# Nyx, our new cockatiel!



## Growly (Jan 15, 2013)

This is Nyx our new 5 month old cockatiel. We only got her yesterday and have kitted her cage out with toys today!


----------



## eduardo (Jan 27, 2012)

Your new birdie is beautiful, and what a lucky tiel-all those toys!


----------



## Loopy Lou (Jul 26, 2012)

Awww pretty!

Toys look great


----------



## urbandecayno5 (Oct 24, 2012)

So cute
Congrats!


----------



## Fluttershy (Sep 16, 2012)

I love the name Nyx, I've wanted a pet with that name for so long! She's beautiful


----------



## JennyLynn (Feb 13, 2012)

What a sweetie


----------



## joaniekay21 (Nov 5, 2012)

Wow!

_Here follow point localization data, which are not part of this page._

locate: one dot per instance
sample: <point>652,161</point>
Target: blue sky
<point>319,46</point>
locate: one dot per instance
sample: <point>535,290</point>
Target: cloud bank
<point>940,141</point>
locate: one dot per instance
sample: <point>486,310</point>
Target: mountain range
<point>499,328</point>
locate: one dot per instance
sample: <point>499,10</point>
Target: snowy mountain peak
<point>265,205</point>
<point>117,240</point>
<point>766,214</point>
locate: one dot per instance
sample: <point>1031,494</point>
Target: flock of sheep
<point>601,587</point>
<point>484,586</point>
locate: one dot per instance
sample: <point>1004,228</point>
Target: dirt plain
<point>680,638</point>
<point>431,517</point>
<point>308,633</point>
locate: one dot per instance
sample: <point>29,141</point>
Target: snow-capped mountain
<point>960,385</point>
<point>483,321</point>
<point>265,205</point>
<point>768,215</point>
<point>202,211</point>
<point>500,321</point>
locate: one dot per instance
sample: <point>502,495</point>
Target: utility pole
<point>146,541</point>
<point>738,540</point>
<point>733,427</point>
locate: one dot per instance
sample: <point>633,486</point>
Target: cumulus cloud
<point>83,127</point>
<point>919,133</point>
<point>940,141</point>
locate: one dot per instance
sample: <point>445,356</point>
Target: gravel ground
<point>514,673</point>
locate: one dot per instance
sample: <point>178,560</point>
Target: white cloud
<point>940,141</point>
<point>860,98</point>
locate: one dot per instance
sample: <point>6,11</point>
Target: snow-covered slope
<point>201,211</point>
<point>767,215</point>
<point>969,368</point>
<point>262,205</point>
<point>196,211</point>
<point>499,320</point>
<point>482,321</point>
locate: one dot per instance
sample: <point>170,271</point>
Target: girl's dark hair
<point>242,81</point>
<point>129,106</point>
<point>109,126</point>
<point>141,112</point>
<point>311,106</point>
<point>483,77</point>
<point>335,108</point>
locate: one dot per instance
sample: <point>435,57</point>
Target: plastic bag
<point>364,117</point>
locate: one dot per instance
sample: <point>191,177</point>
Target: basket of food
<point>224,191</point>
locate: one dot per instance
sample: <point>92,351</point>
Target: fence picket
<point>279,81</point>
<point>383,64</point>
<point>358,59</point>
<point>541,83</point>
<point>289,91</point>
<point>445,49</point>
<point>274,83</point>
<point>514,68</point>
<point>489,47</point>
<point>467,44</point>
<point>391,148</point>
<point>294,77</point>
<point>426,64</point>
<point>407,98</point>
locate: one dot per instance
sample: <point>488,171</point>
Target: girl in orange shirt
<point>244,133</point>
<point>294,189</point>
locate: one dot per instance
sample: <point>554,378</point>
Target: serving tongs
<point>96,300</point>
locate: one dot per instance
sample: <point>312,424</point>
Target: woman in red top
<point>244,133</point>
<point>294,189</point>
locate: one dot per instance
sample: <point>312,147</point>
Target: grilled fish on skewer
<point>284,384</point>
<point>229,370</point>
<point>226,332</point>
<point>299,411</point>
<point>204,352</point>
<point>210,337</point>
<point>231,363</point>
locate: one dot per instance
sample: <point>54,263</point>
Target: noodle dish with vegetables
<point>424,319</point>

I love all the toys you have for her! Great set up


----------



## JaimeS (Nov 28, 2011)

She is adorable!


----------



## flippityjib (Dec 13, 2012)

she's a real cutie


----------



## sonic123 (Nov 2, 2012)

such a cute bird i see its a pearl!!!


----------



## RowdyTiel (Jan 24, 2013)

Cute tiel! And nice set up too!


----------